Reviewed by Inge Southcott
What a treat it was to have the creative genius of Schubert and Keats revealed so cleverly in the short space of 75 minutes by two of Australia’s leading performers: the actor/director John Bell AO, OBE, (one of our Living National Treasures), and the internationally- acclaimed pianist, Simon Tedeschi, at the recent Musica Viva concert on Saturday August 31st!
The performance, entitled ‘Bright Star’, drew parallels between the lives of Schubert and Keats, regarded nowadays as amongst the greatest exponents of music and poetry of the Romantic period. They were contemporaneous, both from humble backgrounds, both astonishingly prolific, and both unable to marry the woman they loved due to their poverty. Their art was largely unappreciated during their short lifetimes. Schubert died from syphilis aged 31 in 1828, and Keats from tuberculosis, aged 26, in 1821.
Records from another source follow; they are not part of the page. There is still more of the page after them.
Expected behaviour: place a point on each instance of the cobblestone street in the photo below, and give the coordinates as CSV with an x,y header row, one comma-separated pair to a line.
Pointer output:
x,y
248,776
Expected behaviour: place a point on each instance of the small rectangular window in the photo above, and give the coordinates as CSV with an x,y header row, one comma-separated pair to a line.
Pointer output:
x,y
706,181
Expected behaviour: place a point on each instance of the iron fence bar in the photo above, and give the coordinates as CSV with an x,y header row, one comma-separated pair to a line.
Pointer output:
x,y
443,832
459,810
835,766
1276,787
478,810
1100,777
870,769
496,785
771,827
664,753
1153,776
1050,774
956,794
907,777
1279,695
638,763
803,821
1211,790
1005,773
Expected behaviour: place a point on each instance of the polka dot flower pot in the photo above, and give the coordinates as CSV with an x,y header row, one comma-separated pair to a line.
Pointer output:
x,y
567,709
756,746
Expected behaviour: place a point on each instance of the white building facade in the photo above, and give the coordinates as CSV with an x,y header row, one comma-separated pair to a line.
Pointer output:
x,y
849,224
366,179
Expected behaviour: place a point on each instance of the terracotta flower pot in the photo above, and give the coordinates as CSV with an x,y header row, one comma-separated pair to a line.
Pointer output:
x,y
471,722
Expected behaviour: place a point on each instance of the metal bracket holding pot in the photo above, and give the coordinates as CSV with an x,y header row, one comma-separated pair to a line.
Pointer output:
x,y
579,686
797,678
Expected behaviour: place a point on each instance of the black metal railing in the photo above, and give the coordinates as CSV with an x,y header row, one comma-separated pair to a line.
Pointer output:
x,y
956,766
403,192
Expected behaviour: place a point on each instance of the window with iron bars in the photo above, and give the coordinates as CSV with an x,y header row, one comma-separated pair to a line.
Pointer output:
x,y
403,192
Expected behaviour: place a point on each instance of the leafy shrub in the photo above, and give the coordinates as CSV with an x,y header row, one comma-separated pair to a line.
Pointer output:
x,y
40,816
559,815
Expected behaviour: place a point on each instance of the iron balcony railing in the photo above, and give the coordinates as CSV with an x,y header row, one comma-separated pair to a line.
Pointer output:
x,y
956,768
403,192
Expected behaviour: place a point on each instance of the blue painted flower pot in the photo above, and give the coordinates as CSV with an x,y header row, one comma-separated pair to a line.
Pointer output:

The show was beautifully conceived with short introductions explaining the historical context of each work, relevant information about the lives of Schubert and Keats and what the works meant to Bell and Tedeschi. Bell summarised the meaning of each poem, while Tedeschi indicated elements typical of Schubert’s compositional style to listen for in each piano piece. Six piano pieces alternated with nine poems. Poetry lies dead on the page until it is brought to life by being read aloud (as Andrew O’Connell said in his interesting pre-concert talk), and Bell’s masterly readings of I Stood tiptoe, Ode to Autumn, La Belle Dame Sans Merci, Ode on a Grecian Urn, On First Looking into Chapman’s Homer, When I Have Fears, This Living Hand, Ode to a Nightingale and Bright Star were stunning, delivered in a clear understated natural style without artifice. One felt he was Keats himself speaking at times. In the week prior to the concert, I had read many of them but their meaning often eluded me. Now in Bell’s recitations, Keats’ gift to us was made so evident, I couldn’t wait to get home to savour them all again. Indeed “Beauty is truth, truth beauty” (last lines of Ode on a Grecian Urn).
Tedeschi’s playing (Movements from Impromptu Op. 90, the virtuosic Adagio from the Wanderer Fantasie D.760, the Andante of Sonata no.18, and excerpts from the first movement from Sonata no.21, and Klavierstucke no.3 in C major ) was absolutely superb. The audience was entranced- that hush in the auditorium when everyone is transported, developed each time he played. He used limited pedalling in general which gave great clarity to his playing, and he sits quietly at the piano and just lets the music speak for itself through his fingers. I found the two times when Bell recited whilst Tedeschi played in the background disconcerting – I would have preferred to hear one or the other separately.
These two artists are giving another of their collaborative performances- called Echoes of the Jazz Age – evoking the Roaring Twenties, on Sept 21st in Penrith. One can only hope they will bring it to Armidale in the future so we can enjoy another memorable evening!